On that pedestrian street we came across another Faller Jewellers. Asking, we learned that members of the same family owned this jewelry store and the one we’d loved in Londonderry. Laura was delighted to find just the right Claddagh ring for her daughter Shannon. The day before when we’d crossed Shannon River at Shannon’s Bridge to go to Clanmacnoise, Laura had been ecstatic, saying “I named my daughter, Shannon, after Shannon Ireland, and here I am crossing Shannon River.” Now she was so happy to be able to buy her daughter one of the famous friendship Claddagh rings of Galway, depicting a heart (symbolizing love) between two outstretched hands (friendship) topped by a crown (loyalty). These rings were handcrafted by the local jewellers. Further along the street we’d see the jewelry museum in the oldest jewelry shop Thomas Dillon’s Claddagh Gold.
I’d been blessed to find the Faller’s Jewelry in Londonderry where I bought the gold Mura Cross which lead to Laura and my adventure to Fahan Village to find the actual St. Mura Cross in the St. Mura Church graveyard. Now here in Galway I saw on display in another jewelry store, the Claddagh Jewellers, a traditionally shaped Celtic Cross almost identical to the one I’d lost when I was mugged in Athens and had my gold celtic cross torn from around my neck.
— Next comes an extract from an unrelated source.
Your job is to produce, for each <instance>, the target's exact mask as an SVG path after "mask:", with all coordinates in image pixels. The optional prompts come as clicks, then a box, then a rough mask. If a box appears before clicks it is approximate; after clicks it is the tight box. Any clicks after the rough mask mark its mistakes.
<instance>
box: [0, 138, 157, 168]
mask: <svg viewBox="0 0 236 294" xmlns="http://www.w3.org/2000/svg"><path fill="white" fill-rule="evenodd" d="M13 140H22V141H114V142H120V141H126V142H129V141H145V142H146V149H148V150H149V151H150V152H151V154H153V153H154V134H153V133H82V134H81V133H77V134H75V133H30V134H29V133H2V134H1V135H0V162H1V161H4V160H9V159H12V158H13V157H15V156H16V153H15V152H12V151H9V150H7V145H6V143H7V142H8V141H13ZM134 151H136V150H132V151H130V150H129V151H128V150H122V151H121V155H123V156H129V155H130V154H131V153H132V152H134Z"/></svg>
This was the Cross of Muiredeach (www.oghamdesign.com) and the gold carving was an exact replica of the actual cross, the magnificent detail only apparent under a magnifying glass. My original cross made in Canada had only been artistically similar whereas this one was authentically real. Feeling almost like I was betraying my Mura Cross I couldn’t resist and bought the Muiredeach, figuring I’d have a cross for every occasion. It would also later lead to another grand graveyard adventure finding the actual Cross of Muiredeach at Monasterboice, Louth. I also bought Laura Claddagh Earrings to go with the Claddagh Ring I bought for her years ago in the Celtic Store at Lonsdale Quay.
Ireland is gifted with book stores. I’m convinced the Irish are simply more literate than Canadians in general.
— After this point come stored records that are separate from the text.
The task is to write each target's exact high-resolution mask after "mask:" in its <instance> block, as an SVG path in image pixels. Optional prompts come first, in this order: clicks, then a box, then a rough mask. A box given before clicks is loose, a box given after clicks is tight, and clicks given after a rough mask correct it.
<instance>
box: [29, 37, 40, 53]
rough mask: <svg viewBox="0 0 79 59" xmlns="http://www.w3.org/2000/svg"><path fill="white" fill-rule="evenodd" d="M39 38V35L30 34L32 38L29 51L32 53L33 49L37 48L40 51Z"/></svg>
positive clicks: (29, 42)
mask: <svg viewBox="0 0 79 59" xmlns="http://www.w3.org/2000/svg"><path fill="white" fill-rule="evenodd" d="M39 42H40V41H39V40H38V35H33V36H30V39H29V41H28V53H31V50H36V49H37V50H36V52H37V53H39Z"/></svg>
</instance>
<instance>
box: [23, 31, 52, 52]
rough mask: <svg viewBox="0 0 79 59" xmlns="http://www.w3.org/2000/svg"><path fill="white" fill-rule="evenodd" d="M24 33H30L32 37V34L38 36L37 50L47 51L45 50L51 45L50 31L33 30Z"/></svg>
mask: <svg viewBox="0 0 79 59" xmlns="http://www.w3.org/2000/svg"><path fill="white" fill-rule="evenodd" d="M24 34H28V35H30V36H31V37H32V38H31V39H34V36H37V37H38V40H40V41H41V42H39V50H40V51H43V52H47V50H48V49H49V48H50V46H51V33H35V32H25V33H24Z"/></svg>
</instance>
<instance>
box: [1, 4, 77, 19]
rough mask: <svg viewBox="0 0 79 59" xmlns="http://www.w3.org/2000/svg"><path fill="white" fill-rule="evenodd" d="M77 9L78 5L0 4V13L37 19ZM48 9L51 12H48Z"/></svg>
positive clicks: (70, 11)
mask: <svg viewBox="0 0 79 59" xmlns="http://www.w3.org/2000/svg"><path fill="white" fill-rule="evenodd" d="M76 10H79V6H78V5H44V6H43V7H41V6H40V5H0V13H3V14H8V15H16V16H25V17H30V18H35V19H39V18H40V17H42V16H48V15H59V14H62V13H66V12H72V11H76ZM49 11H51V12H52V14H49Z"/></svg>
We were able to change our Northern Ireland pounds to Euros at the bank in the Latin Quarter. There we listened for some time to the Canna Quartet, a group of young women making wonderful string music in the street. Further along a family group played beautifully. When we sat for a outside morning cappucino we were fortunate to have a talented young man playing traditional Irish folk music on the accordion across from us. Galway is the home of several music festivals. Our friend Joyce Goodwin had encouraged us to appreciate the famed folk music in Western Ireland. Now we were truly blessed as Laura saw an advertisement for a traditional music concert in St. Nicholas Church.
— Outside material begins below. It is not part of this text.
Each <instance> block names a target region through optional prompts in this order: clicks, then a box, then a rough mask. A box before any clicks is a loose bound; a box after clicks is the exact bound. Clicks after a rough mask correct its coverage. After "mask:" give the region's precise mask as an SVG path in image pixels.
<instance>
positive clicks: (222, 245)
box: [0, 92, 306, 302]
We’d go off to visit the Galway Museum, the Spanish Arch and walk the Long Walk along the River Corrib, tour the Galway Cathedral then return to the Latin Quarter for dinner. We sat outside and had the very best Fish and Chips at the Quay Restaurant. I had Galway Bay raw oysters for an appertiser and thought they were nearly as good as our Fanny Bay oysters from Vancouver Island. The people watching in the Latin Quarter was the best. After dinner we walked over to the nearby St. Nicholas Church for the very finest experience in traditional Irish folk music.